Momento

sábado, 21 de noviembre de 2009

El tiempo consigue alzarse en la lista de las grandes contradicciones, en la medida en que deja un rastro de evidencia tras su paso a la vez que es tan relativo para quien lo observa. Tememos al paso del tiempo, e incluso llegamos a odiarlo porque siempre actúa de forma contraria a nuestras espectativas: se extiende enormemente ante nuestra desesperación y se extingue en un suspiro ante nuestro deleite.
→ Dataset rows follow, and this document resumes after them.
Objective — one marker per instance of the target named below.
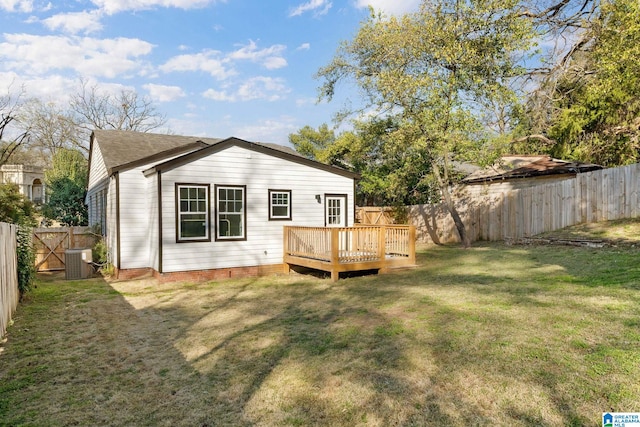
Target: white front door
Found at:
(335, 210)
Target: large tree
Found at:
(66, 183)
(94, 108)
(433, 70)
(51, 128)
(11, 139)
(310, 142)
(598, 103)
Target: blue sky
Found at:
(214, 68)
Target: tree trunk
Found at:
(451, 207)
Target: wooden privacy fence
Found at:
(9, 293)
(350, 248)
(51, 243)
(606, 194)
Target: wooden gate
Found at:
(51, 243)
(370, 215)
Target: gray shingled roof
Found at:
(121, 148)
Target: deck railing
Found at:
(350, 248)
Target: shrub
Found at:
(26, 259)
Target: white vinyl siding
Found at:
(258, 172)
(98, 171)
(112, 229)
(152, 244)
(134, 219)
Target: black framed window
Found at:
(192, 215)
(231, 213)
(279, 204)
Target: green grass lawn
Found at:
(493, 335)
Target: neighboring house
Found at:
(190, 207)
(516, 172)
(30, 180)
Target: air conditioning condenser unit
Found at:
(78, 264)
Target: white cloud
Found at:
(25, 6)
(221, 66)
(114, 6)
(270, 57)
(269, 88)
(265, 88)
(210, 61)
(217, 95)
(38, 55)
(319, 7)
(390, 7)
(269, 130)
(75, 22)
(163, 93)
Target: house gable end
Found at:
(260, 148)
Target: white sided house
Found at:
(189, 207)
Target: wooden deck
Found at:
(350, 248)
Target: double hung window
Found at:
(192, 212)
(231, 213)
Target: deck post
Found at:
(335, 254)
(382, 248)
(412, 245)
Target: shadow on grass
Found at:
(471, 337)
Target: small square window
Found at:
(279, 204)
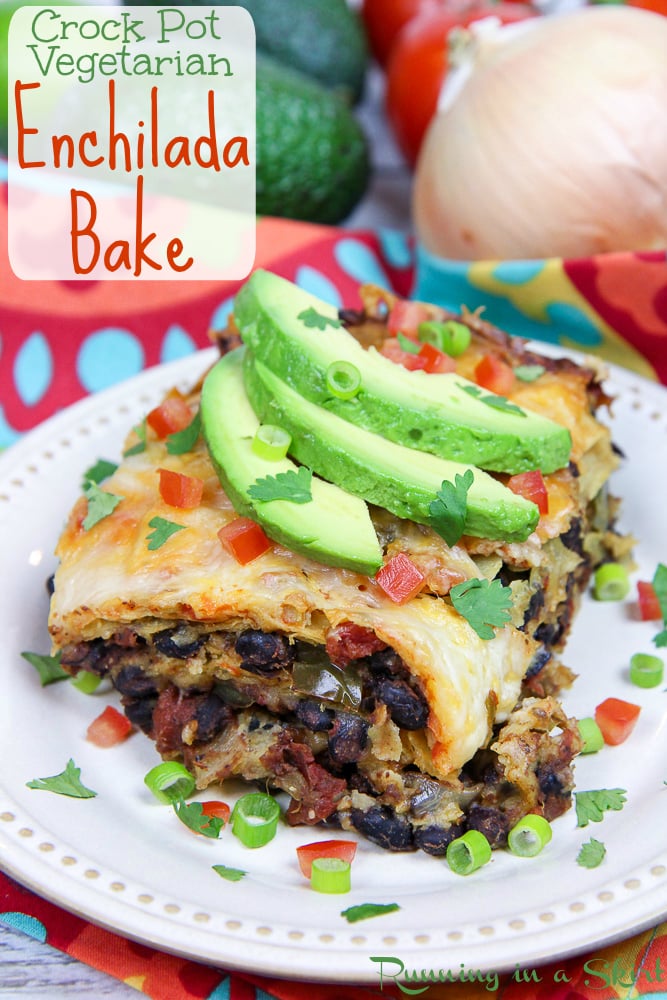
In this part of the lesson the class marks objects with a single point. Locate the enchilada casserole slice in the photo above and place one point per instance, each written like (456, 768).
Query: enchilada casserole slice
(397, 720)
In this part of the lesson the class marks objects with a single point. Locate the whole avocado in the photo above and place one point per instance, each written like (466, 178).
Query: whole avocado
(312, 155)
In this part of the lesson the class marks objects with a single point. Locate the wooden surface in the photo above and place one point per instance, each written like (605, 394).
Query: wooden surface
(29, 969)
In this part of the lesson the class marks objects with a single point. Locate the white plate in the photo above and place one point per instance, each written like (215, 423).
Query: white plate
(125, 862)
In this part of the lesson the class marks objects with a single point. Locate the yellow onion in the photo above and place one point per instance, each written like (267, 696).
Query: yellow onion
(550, 140)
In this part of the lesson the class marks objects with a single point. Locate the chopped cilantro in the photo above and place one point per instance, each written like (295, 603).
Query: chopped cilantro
(193, 816)
(366, 910)
(408, 345)
(311, 318)
(291, 485)
(230, 874)
(447, 513)
(140, 432)
(99, 472)
(591, 854)
(162, 530)
(185, 440)
(591, 806)
(66, 783)
(484, 604)
(48, 667)
(100, 504)
(490, 399)
(528, 373)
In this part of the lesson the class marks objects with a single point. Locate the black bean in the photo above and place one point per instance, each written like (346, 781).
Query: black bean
(407, 707)
(384, 827)
(435, 839)
(263, 652)
(180, 642)
(212, 715)
(140, 713)
(493, 823)
(314, 716)
(133, 682)
(348, 739)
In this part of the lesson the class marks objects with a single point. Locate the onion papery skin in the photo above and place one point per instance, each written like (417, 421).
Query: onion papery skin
(555, 145)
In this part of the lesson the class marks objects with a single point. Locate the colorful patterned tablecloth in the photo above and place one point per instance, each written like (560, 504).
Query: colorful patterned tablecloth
(60, 341)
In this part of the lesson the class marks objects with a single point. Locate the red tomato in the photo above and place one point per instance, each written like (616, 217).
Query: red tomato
(344, 850)
(405, 317)
(109, 728)
(419, 63)
(616, 719)
(172, 415)
(436, 361)
(180, 491)
(383, 20)
(495, 375)
(531, 486)
(218, 809)
(400, 579)
(649, 605)
(244, 539)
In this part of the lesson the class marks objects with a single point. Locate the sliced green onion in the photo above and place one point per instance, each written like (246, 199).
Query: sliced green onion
(85, 681)
(646, 670)
(451, 337)
(330, 875)
(468, 853)
(611, 582)
(170, 782)
(343, 379)
(529, 836)
(271, 442)
(255, 819)
(591, 735)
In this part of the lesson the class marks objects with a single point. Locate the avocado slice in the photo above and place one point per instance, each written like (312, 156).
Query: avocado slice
(298, 336)
(399, 479)
(334, 528)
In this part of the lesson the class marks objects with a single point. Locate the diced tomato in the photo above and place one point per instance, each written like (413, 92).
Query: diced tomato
(405, 317)
(109, 728)
(400, 579)
(392, 349)
(437, 362)
(495, 375)
(172, 415)
(180, 491)
(649, 605)
(218, 809)
(344, 850)
(244, 539)
(531, 486)
(616, 719)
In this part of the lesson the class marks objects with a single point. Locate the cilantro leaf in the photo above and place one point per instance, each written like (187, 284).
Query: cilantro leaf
(528, 373)
(48, 667)
(311, 318)
(291, 485)
(408, 345)
(140, 432)
(66, 783)
(491, 399)
(366, 910)
(193, 816)
(591, 854)
(162, 530)
(185, 440)
(230, 874)
(483, 604)
(100, 504)
(447, 513)
(99, 472)
(591, 806)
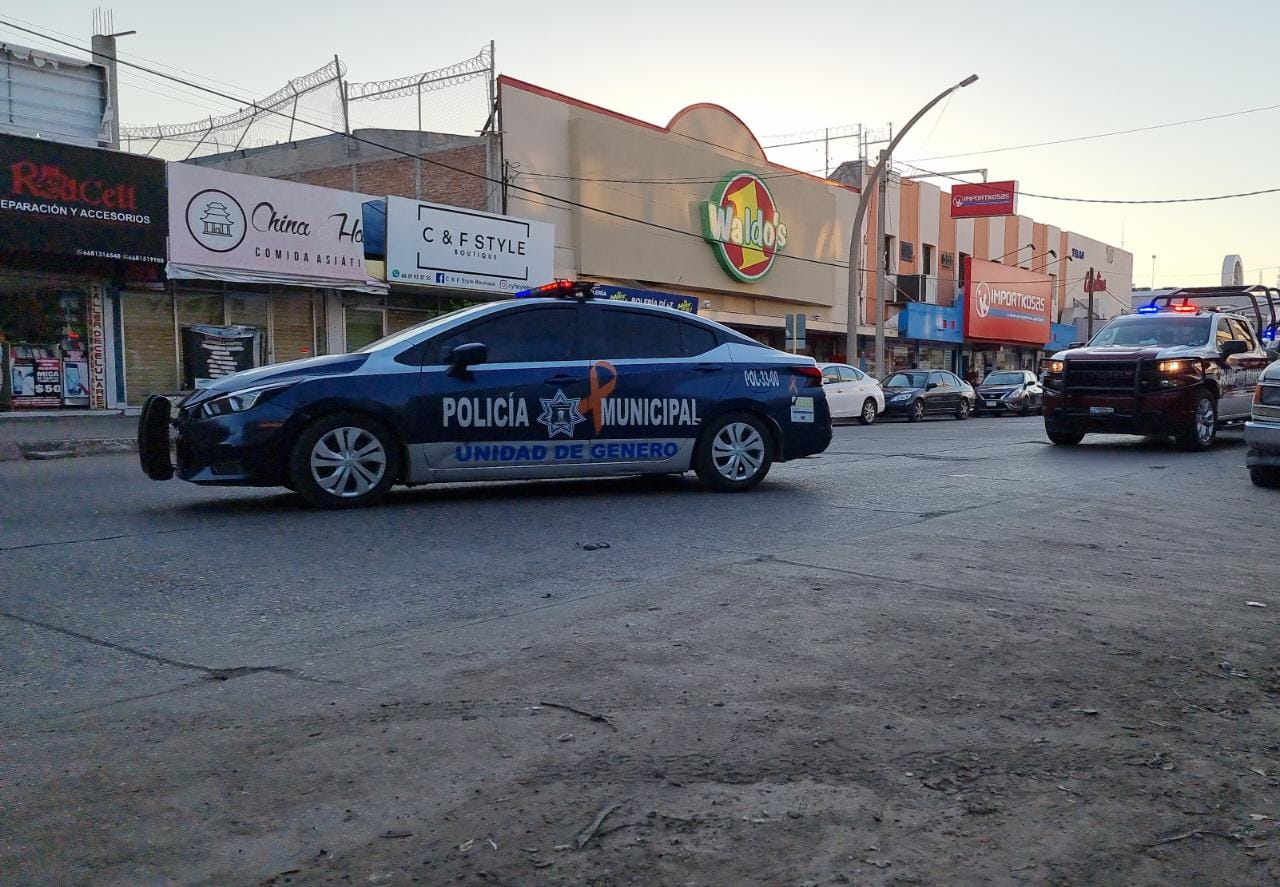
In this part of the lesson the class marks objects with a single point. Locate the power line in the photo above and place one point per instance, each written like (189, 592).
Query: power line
(1104, 135)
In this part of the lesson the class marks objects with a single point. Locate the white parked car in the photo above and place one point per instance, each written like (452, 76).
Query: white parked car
(851, 393)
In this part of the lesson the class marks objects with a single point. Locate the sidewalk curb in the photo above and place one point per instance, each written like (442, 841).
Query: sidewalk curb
(51, 449)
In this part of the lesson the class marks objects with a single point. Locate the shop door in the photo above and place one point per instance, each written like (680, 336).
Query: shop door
(362, 327)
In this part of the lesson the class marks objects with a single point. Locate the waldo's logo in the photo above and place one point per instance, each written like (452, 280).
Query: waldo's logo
(744, 227)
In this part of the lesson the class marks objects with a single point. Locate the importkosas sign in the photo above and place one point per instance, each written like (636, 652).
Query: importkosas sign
(80, 201)
(433, 245)
(1006, 303)
(247, 228)
(986, 199)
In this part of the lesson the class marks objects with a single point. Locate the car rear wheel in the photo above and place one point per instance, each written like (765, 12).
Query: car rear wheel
(868, 415)
(1265, 475)
(735, 453)
(344, 461)
(1201, 429)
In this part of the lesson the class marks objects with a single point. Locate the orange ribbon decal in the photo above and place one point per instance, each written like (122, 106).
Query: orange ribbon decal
(599, 391)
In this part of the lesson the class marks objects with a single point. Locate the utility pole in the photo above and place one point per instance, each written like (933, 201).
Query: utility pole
(882, 259)
(855, 237)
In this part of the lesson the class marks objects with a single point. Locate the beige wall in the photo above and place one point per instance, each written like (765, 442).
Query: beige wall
(667, 173)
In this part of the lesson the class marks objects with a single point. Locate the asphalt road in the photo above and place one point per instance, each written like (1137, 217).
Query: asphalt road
(220, 686)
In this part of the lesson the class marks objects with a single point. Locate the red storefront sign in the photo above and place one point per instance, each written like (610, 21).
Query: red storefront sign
(1006, 303)
(986, 199)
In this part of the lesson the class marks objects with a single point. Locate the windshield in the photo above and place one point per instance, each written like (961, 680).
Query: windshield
(410, 332)
(1165, 330)
(906, 380)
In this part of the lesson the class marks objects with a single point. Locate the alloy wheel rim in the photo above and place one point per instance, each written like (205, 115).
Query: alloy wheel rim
(737, 451)
(348, 462)
(1205, 420)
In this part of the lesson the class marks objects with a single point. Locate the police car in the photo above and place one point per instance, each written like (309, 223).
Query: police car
(551, 384)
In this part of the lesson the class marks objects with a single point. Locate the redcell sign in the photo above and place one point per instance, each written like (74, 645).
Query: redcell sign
(1006, 303)
(986, 199)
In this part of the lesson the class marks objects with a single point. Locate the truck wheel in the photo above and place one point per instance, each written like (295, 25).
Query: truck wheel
(1201, 429)
(735, 453)
(344, 461)
(1265, 475)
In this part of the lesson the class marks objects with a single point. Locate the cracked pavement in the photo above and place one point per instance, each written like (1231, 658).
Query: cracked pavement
(935, 650)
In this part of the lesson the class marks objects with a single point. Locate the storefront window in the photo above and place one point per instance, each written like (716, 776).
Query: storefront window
(44, 339)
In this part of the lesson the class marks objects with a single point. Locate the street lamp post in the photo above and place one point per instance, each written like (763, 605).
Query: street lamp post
(855, 274)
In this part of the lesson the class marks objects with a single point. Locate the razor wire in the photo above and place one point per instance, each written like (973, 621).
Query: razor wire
(456, 99)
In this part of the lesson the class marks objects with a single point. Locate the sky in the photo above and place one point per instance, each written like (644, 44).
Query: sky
(1047, 72)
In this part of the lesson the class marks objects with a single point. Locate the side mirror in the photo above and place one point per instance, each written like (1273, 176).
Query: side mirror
(465, 356)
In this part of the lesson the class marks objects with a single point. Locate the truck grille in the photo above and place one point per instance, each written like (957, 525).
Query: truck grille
(1101, 375)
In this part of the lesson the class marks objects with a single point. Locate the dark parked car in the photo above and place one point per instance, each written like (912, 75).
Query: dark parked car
(1010, 391)
(919, 393)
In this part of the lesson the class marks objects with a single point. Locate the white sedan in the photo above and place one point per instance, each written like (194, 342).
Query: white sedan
(851, 393)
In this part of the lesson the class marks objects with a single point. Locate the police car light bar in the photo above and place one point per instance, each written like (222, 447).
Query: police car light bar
(560, 289)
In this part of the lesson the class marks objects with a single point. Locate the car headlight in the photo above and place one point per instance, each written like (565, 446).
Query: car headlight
(241, 401)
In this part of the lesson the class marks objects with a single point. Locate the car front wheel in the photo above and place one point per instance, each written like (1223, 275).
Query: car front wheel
(734, 453)
(344, 461)
(1201, 428)
(868, 415)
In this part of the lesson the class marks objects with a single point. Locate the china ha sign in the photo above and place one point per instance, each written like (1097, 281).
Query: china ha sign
(1006, 303)
(983, 200)
(247, 227)
(744, 227)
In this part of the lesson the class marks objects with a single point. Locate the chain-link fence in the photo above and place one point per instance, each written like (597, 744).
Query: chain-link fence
(457, 99)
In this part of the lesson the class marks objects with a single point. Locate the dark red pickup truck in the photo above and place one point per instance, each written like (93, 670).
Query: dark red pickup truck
(1179, 366)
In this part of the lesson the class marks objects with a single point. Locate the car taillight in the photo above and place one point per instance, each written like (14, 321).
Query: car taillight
(810, 374)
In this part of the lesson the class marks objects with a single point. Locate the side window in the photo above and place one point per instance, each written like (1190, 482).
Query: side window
(639, 334)
(696, 339)
(1224, 332)
(533, 335)
(1243, 332)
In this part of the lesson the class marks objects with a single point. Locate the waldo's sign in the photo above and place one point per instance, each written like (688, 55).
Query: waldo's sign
(744, 227)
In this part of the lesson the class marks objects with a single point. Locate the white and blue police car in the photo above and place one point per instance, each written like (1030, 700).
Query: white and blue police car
(549, 384)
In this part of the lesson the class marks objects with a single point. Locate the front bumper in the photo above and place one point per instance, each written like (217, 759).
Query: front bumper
(1157, 412)
(238, 449)
(1264, 442)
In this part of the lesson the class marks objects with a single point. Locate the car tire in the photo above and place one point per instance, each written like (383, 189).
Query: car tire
(868, 415)
(1265, 475)
(344, 461)
(734, 453)
(1065, 438)
(1198, 434)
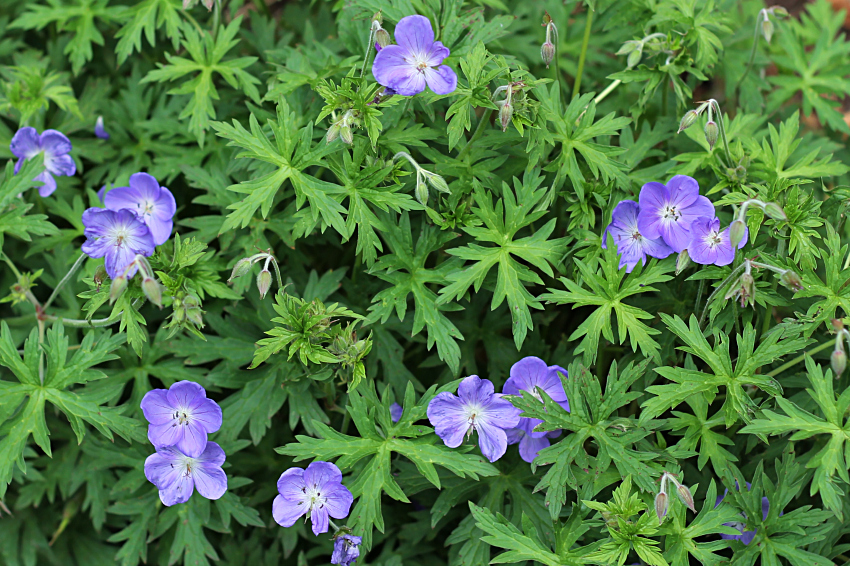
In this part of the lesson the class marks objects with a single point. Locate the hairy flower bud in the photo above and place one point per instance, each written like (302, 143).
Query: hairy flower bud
(116, 288)
(774, 211)
(547, 53)
(242, 267)
(712, 132)
(737, 230)
(152, 291)
(687, 120)
(264, 282)
(661, 504)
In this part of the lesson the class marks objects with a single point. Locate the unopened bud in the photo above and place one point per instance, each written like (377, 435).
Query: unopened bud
(737, 231)
(661, 504)
(505, 113)
(264, 282)
(712, 132)
(685, 495)
(838, 360)
(242, 267)
(547, 53)
(382, 38)
(152, 291)
(687, 120)
(790, 280)
(116, 288)
(774, 211)
(683, 261)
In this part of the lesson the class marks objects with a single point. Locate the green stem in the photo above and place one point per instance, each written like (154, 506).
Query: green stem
(65, 279)
(800, 358)
(584, 42)
(479, 130)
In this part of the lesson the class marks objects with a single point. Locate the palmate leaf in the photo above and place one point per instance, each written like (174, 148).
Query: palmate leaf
(289, 153)
(608, 285)
(513, 212)
(22, 405)
(379, 438)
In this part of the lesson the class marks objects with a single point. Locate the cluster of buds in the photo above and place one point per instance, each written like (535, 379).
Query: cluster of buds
(662, 500)
(423, 179)
(547, 50)
(150, 286)
(763, 20)
(264, 278)
(839, 356)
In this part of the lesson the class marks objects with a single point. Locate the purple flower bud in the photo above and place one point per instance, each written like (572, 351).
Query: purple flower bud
(264, 282)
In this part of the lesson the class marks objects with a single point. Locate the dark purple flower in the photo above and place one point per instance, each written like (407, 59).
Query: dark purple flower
(415, 61)
(667, 211)
(632, 245)
(710, 245)
(346, 549)
(526, 376)
(395, 412)
(177, 475)
(117, 236)
(318, 490)
(99, 130)
(153, 204)
(55, 146)
(181, 416)
(476, 407)
(746, 536)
Quizá esa sea su misión, la de recordarnos que está ahí y que no le olvidemos, que no despeguemos demasiado los pies del barro.

Debido a este temor, a menudo tendemos a posicionarnos en un punto del tiempo, en un instante, en un recuerdo, en una creencia, en una ideología, en una identidad, en algo que nos de seguridad ante la vorágine exterior, que parece no tener orden ni forma, que parece sentenciada al desastre. Situándonos, nos reconocemos, nos sentimos protegidos, y si vemos que otros tropiezan en sus caminos, nos reconfortamos y nos aferramos aún más fuerte a nuestro asidero. ¿Pero qué es sino la muerte el estancarse en un momento, sin avanzar ni retroceder, sin girar a la velocidad terrestre? ¿Qué es la vida sino aprender? La evolución es el mejor método de supervivencia.